Application of the Stulz taxonomy does not un-muddy the waters. Stulz suggests that the principle risk metric used by LTCM was the one day Value at Risk (VaR). This metric, he opines, is useful for market risk management and has the benefit of plenty of historical data for estimation. But it is not well designed to assess the likelihood of catastrophic shocks, nor the extent of their consequences. A longer term VaR would have been better, he asserts. But would that really have helped? There is little likelihood that using a longer term VaR measure would have enabled management to anticipate the consequences for liquidity, spreads and correlations of the stressed market conditions following the Russian default.

While it is not clear, even with the benefit of hindsight and perspective, that the risk management process at LTCM was flawed, Stulz argues that we can use past crisis experiences to improve risk management in the future. For one thing, we have a growing data base of financial behavior under crisis conditions. Another lesson is the need for risk management to go beyond historical data and quantitative models. Stulz recommends the use of scenario analysis to examine the possible economic consequences of extreme shocks.

The Financial Crisis

What are the lessons for risk management from the current financial crisis? Even though we are not yet far removed from the crisis, some things are clear. There were large declines in housing prices in many parts of the country. These housing price declines prompted a surge in mortgage defaults and losses which generated catastrophic losses in mortgage securities that were held in highly levered, mark-to-market portfolios, often funded with wholesale short-term money. The mixture was combustible and it blew up.

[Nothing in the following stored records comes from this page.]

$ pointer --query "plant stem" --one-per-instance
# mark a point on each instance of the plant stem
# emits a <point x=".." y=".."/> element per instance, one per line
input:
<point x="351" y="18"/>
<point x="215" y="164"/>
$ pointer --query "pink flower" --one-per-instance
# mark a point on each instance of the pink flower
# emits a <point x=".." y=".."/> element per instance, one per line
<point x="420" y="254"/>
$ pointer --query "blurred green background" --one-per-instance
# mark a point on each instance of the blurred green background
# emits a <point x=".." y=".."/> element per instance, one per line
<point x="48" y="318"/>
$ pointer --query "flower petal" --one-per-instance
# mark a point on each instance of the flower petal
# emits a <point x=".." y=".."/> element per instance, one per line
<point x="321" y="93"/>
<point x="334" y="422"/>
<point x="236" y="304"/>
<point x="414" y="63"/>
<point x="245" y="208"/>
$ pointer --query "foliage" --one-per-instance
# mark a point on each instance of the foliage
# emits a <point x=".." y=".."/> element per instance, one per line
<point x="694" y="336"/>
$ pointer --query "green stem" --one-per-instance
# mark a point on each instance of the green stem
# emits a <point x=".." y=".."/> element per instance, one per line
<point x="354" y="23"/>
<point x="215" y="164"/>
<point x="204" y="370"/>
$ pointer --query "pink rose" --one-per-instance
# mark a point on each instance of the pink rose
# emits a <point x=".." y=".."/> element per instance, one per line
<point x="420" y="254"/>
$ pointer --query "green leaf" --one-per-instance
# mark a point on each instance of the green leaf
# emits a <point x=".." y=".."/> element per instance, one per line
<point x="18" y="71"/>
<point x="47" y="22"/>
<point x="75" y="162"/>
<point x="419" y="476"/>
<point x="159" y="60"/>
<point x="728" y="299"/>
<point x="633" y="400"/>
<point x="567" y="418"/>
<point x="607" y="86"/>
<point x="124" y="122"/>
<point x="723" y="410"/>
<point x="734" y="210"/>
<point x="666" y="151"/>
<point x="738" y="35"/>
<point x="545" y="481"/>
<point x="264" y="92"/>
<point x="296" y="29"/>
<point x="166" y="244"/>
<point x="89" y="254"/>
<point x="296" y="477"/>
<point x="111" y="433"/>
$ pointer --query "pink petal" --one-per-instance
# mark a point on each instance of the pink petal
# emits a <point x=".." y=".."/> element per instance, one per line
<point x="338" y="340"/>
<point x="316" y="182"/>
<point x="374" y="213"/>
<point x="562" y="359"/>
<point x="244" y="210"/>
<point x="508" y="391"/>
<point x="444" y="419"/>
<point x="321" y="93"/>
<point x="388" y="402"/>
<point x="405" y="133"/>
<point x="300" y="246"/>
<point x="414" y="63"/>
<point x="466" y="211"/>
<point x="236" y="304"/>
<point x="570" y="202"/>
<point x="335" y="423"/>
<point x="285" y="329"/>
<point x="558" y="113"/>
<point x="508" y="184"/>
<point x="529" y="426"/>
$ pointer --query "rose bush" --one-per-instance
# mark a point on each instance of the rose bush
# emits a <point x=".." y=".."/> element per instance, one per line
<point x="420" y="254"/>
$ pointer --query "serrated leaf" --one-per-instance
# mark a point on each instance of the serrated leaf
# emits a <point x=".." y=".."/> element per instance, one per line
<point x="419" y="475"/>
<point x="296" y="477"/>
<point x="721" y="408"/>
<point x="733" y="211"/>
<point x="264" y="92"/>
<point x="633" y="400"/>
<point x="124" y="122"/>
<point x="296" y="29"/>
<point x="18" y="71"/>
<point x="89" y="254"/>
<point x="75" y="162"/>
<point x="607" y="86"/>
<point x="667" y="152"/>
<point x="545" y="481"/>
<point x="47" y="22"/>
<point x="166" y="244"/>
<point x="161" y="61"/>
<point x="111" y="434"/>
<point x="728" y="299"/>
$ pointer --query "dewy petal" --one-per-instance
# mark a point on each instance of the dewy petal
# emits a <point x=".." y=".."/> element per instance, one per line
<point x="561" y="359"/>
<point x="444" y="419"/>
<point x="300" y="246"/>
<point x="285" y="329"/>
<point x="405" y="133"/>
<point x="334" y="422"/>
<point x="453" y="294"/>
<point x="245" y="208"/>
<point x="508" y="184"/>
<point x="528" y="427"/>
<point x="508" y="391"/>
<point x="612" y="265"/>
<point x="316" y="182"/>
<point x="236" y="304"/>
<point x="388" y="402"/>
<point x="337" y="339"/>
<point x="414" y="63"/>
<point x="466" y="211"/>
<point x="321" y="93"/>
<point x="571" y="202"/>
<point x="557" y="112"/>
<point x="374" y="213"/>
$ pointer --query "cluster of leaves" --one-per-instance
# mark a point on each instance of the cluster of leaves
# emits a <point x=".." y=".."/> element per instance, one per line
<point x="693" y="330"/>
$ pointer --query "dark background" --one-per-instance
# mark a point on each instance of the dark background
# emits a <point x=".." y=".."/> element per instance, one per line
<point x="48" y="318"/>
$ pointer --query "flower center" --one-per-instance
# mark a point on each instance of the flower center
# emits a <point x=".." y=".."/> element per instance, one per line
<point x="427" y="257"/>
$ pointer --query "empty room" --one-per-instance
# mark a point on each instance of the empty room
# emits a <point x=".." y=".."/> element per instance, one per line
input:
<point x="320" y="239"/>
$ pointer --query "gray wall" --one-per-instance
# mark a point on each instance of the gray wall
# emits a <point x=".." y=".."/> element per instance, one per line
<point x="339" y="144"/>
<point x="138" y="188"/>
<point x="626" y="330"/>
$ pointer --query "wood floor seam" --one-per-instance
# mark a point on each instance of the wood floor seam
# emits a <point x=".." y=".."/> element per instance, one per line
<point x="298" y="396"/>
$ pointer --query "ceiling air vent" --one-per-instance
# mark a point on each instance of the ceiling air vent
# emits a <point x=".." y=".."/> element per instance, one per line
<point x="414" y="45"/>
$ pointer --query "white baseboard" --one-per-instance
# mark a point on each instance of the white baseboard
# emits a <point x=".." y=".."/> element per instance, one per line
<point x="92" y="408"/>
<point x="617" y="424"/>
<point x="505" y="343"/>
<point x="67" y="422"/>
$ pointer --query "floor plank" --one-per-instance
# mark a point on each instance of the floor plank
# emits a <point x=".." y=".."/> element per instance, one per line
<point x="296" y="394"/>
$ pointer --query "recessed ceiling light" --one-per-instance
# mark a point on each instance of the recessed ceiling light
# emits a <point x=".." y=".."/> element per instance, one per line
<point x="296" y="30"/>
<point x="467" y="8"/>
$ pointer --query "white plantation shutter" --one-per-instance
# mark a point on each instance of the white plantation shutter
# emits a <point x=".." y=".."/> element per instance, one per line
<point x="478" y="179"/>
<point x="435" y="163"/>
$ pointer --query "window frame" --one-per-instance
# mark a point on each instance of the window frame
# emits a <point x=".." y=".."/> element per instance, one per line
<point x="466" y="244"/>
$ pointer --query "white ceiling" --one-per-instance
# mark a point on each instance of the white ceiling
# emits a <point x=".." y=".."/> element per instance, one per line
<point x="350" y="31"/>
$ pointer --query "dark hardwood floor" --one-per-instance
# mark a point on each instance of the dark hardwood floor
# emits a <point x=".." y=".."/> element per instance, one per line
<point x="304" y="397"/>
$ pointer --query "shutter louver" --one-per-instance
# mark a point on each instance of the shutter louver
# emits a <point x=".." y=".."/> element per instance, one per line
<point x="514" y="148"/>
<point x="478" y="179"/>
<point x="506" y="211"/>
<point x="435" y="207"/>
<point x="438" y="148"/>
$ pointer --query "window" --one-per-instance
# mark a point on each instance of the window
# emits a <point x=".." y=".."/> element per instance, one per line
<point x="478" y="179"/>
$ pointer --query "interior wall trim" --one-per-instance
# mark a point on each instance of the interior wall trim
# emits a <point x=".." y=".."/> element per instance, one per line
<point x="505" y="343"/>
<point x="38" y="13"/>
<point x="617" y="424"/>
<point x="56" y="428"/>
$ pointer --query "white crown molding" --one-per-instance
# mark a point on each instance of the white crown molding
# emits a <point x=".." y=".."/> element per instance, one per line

But, what were the risk management failures? It seems to me clear that there was widespread under-estimation of the likelihood of major housing price declines. Those entities responsible for measuring the tail risk of losses on mortgages and mortgage backed securities, including ratings agencies and mortgage guarantors, appear to have dropped the ball. What do I mean by this? Well, back in 2006, a year or so before the crisis hit, the general consensus forecast for housing price appreciation (HPA) was somewhere in the range 0-4%. Few forecasters anticipated continuation of double digit growth, and few foresaw a gigantic meltdown.

Given a base case forecast of low single digits, what was a reasonable projection for the 1 in 10 or the 1 in 100 HPA scenario? Given substantial historical volatility in HPA, along with a recent extended period of housing prices rising faster than fundamentals, I’d say that it would not have been reasonable to assume that there was only a remote probability of at least modest negative HPA for the overall index, and substantial negative HPA for at least some (geographic) sub-indexes. Yet, based on FCIC testimony it appears that the ratings agencies assigned a very remote likelihood to widespread negative HPD.

Is this an episode of risk management failure on the part of the credit ratings agencies? I think it is a reasonable candidate for “faulty measurement” in the professor’s taxonomy. Of course, there is room to differ on the appropriate probability distribution for home prices. What has occurred was definitely not the most likely scenario, but negative HPA should have been chosen as one of the stress scenarios, at least, it should have been for those entities that were responsible for estimating tail risk.

Lessons

The main conclusion from the professor’s article is that there the mere occurrence of a calamity does not prove that the risk management process failed. A second conclusion is that there are inherent limits on the use of quantitative models and historical data to measure risk. Some risks are simply not quantifiable. This is probably not a significant revelation to most knowledgeable observers. The professor’s remedy is to supplement quantitative assessments with more qualitative assessments, such as the use of scenario analysis. That rings true to me, you ought to take into account the Worst Case scenarios, not just the Most Likely.

*Rene Stulz, “Risk Management Failures: What Are They and When Do They Happen,” Journal of Applied Corporate Finance, Fall 2008.